In their book Why Men Don’t Listen and Women Can’t Read Maps: How We’re Different and What to Do About It, Allan and Barbara Pease explain the way most men and women are going at problem solving as fundamentally opposite:
- Women start with a core solution and then add to it until it reaches an appropriate satisfaction level.
- Men start with a broader view and chop out things until they get to the core solution.
A good analogy would be that women approach problem solving like artist deal with clay, while men a have more of a sculptor approach.
Interestingly enough, in this September 2010 post, Seth Godin writes:
Step one: Open all doors. Learn a little about a lot. Consider as many options as possible, then add more.
Step two: Relentlessly dismiss, prune and eliminate. Choose. Ship.
The problem most people run into is that they mix the steps and confuse them. During step one, they aren’t open enough, aren’t willing enough to consider the impossible.
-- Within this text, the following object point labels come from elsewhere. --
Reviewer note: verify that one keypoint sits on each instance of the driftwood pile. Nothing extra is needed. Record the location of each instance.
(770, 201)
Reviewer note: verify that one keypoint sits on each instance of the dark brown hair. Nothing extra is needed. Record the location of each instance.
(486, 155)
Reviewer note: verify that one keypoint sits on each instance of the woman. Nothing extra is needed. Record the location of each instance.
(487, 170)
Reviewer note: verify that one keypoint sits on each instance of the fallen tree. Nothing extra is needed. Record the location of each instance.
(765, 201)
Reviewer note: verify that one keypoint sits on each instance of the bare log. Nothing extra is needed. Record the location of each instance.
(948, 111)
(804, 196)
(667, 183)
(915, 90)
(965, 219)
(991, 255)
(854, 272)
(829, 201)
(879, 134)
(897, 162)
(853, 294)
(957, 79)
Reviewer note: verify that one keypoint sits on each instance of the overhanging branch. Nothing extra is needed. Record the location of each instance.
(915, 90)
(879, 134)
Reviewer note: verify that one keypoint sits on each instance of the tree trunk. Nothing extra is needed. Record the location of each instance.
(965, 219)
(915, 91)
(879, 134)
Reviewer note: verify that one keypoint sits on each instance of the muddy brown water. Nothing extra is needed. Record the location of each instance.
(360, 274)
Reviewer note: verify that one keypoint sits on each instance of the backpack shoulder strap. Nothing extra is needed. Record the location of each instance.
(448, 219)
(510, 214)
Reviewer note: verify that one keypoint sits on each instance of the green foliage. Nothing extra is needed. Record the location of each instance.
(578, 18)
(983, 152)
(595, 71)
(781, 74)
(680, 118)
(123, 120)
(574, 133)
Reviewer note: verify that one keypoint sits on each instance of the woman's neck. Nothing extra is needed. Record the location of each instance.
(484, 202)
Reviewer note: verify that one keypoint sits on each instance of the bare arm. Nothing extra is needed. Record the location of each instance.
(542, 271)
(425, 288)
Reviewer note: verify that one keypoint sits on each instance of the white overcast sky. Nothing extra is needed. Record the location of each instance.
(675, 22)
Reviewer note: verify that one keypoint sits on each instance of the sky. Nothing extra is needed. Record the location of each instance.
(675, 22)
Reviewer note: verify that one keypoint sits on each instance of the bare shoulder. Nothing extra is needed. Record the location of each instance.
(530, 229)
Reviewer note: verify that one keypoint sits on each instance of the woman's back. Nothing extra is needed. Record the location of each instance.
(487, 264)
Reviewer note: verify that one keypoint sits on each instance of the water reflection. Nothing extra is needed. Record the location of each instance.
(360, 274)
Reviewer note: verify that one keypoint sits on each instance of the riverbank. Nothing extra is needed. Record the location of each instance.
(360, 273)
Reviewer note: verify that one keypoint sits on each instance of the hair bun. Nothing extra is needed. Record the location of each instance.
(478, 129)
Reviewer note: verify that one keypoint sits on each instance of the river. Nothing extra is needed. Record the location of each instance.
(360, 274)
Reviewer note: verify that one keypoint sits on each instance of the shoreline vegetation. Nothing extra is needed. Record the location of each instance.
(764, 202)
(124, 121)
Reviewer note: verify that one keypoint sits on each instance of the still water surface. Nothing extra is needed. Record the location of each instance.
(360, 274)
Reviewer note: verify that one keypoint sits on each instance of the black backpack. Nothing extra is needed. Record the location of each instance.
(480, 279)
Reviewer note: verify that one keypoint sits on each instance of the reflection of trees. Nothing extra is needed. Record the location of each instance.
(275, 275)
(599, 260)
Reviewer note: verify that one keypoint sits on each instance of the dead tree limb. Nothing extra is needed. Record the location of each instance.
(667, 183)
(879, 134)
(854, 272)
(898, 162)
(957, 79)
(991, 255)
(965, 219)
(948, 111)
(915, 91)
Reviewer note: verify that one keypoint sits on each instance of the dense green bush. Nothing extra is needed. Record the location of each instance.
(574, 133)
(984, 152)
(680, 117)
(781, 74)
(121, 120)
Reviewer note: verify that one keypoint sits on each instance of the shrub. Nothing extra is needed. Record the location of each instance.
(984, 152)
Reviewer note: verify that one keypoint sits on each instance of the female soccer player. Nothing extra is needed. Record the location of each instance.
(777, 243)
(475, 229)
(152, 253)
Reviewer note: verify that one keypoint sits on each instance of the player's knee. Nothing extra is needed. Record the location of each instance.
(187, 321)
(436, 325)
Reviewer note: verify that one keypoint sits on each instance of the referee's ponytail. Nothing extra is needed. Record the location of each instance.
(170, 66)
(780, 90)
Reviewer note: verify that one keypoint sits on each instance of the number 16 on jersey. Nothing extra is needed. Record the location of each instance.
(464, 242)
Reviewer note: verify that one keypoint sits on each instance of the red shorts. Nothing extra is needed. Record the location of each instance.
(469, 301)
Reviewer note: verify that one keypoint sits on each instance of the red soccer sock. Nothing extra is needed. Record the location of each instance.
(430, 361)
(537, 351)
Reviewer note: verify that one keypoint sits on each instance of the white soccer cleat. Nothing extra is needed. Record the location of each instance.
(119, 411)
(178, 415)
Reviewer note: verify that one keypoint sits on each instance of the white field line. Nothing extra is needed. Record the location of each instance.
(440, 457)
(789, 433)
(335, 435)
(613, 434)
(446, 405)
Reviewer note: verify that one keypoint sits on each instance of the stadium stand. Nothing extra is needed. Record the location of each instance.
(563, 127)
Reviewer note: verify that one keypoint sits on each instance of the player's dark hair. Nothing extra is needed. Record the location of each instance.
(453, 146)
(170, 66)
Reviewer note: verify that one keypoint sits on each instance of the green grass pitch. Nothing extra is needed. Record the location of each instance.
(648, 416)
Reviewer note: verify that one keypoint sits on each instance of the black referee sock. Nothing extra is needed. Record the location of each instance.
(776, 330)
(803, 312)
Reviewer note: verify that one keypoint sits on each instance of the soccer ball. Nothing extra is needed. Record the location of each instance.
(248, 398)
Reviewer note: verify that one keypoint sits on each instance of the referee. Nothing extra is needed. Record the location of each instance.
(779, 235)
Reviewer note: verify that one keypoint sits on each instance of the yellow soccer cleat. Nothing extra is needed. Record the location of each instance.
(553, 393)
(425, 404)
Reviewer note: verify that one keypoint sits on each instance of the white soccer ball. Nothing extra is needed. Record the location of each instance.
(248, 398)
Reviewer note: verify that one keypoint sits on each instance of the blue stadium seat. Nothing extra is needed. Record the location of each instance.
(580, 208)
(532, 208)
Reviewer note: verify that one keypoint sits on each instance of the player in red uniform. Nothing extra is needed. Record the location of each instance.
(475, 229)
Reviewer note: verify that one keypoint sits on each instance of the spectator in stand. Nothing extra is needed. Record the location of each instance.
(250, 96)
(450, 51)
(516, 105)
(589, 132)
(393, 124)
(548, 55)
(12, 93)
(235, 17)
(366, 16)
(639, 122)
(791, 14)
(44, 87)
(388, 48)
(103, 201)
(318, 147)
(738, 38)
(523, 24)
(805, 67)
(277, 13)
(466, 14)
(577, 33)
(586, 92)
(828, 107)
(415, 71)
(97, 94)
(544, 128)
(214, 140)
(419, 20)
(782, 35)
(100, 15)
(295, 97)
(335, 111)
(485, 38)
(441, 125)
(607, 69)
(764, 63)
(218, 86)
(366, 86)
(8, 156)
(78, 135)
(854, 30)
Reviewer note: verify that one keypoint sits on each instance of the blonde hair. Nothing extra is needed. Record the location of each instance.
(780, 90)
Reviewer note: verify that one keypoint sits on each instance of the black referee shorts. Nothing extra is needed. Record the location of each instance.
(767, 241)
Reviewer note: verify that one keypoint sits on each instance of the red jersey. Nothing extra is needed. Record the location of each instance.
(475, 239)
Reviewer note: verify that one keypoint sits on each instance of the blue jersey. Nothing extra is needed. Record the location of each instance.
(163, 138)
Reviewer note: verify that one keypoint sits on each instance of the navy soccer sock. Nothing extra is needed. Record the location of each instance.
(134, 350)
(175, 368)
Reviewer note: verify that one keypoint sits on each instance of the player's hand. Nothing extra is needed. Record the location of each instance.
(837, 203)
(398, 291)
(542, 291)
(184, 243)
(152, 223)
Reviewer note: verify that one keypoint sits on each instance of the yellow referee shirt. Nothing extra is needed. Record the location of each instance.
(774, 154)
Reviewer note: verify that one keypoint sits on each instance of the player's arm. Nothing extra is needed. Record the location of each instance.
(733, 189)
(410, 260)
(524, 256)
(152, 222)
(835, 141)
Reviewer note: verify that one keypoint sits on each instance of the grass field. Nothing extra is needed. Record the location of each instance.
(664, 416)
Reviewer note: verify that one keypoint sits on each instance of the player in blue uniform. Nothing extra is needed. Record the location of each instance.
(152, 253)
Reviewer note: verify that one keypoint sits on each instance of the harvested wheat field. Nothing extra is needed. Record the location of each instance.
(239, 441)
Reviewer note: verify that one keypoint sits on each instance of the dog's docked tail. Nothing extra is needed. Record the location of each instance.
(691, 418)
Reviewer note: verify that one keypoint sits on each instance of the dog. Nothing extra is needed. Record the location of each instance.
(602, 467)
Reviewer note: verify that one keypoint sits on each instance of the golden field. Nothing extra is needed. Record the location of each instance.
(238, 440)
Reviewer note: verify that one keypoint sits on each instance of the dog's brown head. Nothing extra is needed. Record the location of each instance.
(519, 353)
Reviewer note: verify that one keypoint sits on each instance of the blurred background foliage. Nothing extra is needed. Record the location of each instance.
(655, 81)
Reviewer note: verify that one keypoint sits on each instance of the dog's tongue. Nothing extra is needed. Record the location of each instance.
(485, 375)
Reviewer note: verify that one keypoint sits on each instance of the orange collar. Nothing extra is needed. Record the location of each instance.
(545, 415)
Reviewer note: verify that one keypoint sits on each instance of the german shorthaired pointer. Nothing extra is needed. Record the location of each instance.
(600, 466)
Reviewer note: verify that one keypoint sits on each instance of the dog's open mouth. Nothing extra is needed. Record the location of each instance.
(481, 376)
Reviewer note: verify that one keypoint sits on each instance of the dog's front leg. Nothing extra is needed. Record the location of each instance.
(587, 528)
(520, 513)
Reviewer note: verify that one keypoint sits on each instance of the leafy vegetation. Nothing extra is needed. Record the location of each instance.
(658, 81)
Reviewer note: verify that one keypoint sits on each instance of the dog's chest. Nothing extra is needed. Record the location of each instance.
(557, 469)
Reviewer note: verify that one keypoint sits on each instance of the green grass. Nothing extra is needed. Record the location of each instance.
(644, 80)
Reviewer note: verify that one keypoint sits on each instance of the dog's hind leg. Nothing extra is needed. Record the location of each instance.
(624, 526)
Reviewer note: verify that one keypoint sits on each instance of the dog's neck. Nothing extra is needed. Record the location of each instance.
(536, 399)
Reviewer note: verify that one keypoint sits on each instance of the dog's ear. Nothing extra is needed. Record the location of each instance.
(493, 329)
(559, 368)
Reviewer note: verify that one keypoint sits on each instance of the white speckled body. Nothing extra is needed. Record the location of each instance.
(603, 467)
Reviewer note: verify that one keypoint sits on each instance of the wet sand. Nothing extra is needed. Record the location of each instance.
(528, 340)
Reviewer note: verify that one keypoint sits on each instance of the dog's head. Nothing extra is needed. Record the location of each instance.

And then, in step two, fear of shipping kicks in and they stay open too long, hold on to too many options and hesitate.
Simple doesn’t always mean easy.
Combining the Pease’s theory with Seth’s this looks like to develop and ship a successful product, a woman should be in charge of product planning, a man in charge of product management (if we’re talking marketing) ; or a woman in charge of feature planning and a man in charge of project delivery management (if we’re talking product development).